Danish Steam merchant
|Completed||1924 - Howaldtswerke AG, Kiel|
|Owner||Det Forenede Kulimportører, Copenhagen|
|Date of attack||30 Sep 1939||Nationality: Danish|
|Fate||Sunk by U-3 (Joachim Schepke)|
|Position||57° 39'N, 7° 48'E - Grid AN 3647|
|Complement||17 (11 dead and 6 survivors).|
|Route||Faaborg - Blyth|
|History||Completed in October 1924 |
|Notes on event|
At 10.17 hours on 30 Sep 1939, U-3 surfaced beneath the unescorted and neutral Vendia (Master P. Lund) and ordered her to stop by signal flags about 35 miles northwest of Hanstholm. Her lookouts had difficulties to see the U-boat at first as it was approaching from astern on a parallel course in a patch of sunlight and could not see what the flags meant, but then stopped the engines when the U-boat fired a few warning shots with a machine gun at 10.40 hours. However, what happened next is disputed. According to Schepke, the ship stopped slowly and nothing more occurred until it suddenly began to move again and turned hard towards U-3 in an attempt to ram at 11.24 hours. Schepke quickly fired a badly aimed torpedo that hit the Vendia aft and broke off the stern which sank immediately. The wreck sank after an explosion at 12.05 hours. Six survivors, among them the master, were picked up by the Germans after about 45 minutes and shortly thereafter transferred to the Danish steam merchant Svava for repatriation.
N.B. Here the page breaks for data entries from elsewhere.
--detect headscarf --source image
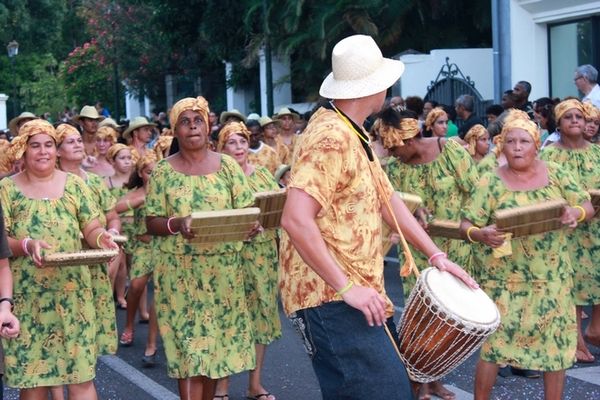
[169,96,209,129]
[465,124,487,156]
[554,99,585,124]
[217,122,250,152]
[379,118,419,149]
[56,124,81,146]
[425,107,448,131]
[10,119,57,161]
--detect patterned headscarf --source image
[56,124,81,146]
[10,119,57,161]
[217,122,250,152]
[169,96,209,129]
[554,99,585,124]
[379,118,419,149]
[465,124,487,156]
[425,107,448,131]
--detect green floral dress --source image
[0,174,100,388]
[540,144,600,306]
[463,163,589,371]
[146,155,255,379]
[86,172,118,355]
[387,140,479,296]
[242,166,281,344]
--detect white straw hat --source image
[319,35,404,99]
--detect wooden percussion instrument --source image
[254,189,287,229]
[190,207,260,244]
[398,268,500,383]
[494,199,567,238]
[42,249,119,267]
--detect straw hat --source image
[219,108,246,125]
[123,117,156,139]
[258,117,281,128]
[319,35,404,99]
[73,106,104,122]
[8,111,38,136]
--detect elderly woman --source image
[0,120,116,399]
[465,124,490,163]
[379,109,478,399]
[461,114,593,399]
[540,99,600,362]
[146,97,255,400]
[56,124,121,355]
[215,122,281,400]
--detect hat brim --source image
[319,58,404,99]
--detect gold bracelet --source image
[335,280,354,297]
[467,225,480,243]
[573,206,587,223]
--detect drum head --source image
[421,268,500,325]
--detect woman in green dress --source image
[461,116,593,399]
[540,99,600,362]
[146,97,258,400]
[215,122,281,400]
[379,108,478,399]
[0,120,117,400]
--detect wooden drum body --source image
[398,268,500,383]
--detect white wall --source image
[399,49,494,100]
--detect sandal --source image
[119,331,133,347]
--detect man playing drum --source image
[280,35,477,400]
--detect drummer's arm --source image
[281,187,386,326]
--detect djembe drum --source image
[398,268,500,383]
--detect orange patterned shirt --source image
[279,108,394,316]
[248,142,282,174]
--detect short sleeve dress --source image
[463,163,589,371]
[146,155,255,379]
[540,144,600,306]
[387,140,479,290]
[242,166,281,345]
[0,174,99,388]
[85,172,118,355]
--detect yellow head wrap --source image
[379,118,419,149]
[56,124,81,146]
[217,122,250,151]
[425,107,447,130]
[465,124,487,156]
[554,99,585,124]
[169,96,209,129]
[10,119,57,161]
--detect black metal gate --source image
[424,57,494,127]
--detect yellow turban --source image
[465,124,487,156]
[379,118,419,149]
[56,124,81,146]
[169,96,209,129]
[554,99,585,124]
[10,119,57,161]
[425,107,447,130]
[583,101,600,121]
[217,122,250,151]
[96,125,119,143]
A Danish maritime court later investigated the claims of the German naval authorities that this neutral Danish ship had attempted to ram the U-boat during an examination according to the prize rules. The master and all other survivors denied that they had deliberately tried to ram the U-boat as they had no reason to take any hostile action against it. The master stated that he had purposely ordered the man at the wheel to keep the ship on course while the Vendia stopped, but due to high seas and wind the bow began to swing southwards until the vessel lay presumably between southwest and west-southwest while the stem of the U-boat pointed straight at her port quarter at a distance of about 150 meters. He then shouted in German if they should launch a boat, but received no answer before the ship was suddenly torpedoed. No orders had been given to the man at the wheel and the engine room telegraph was not used. Furthermore the master had signed a piece of paper with the name of the vessel and its tonnage, but this paper was later presented as evidence with a text in German that he had tried to ram the U-boat. The Danish Foreign Ministry filed a formal protest against the sinking to the German embassy in 1939.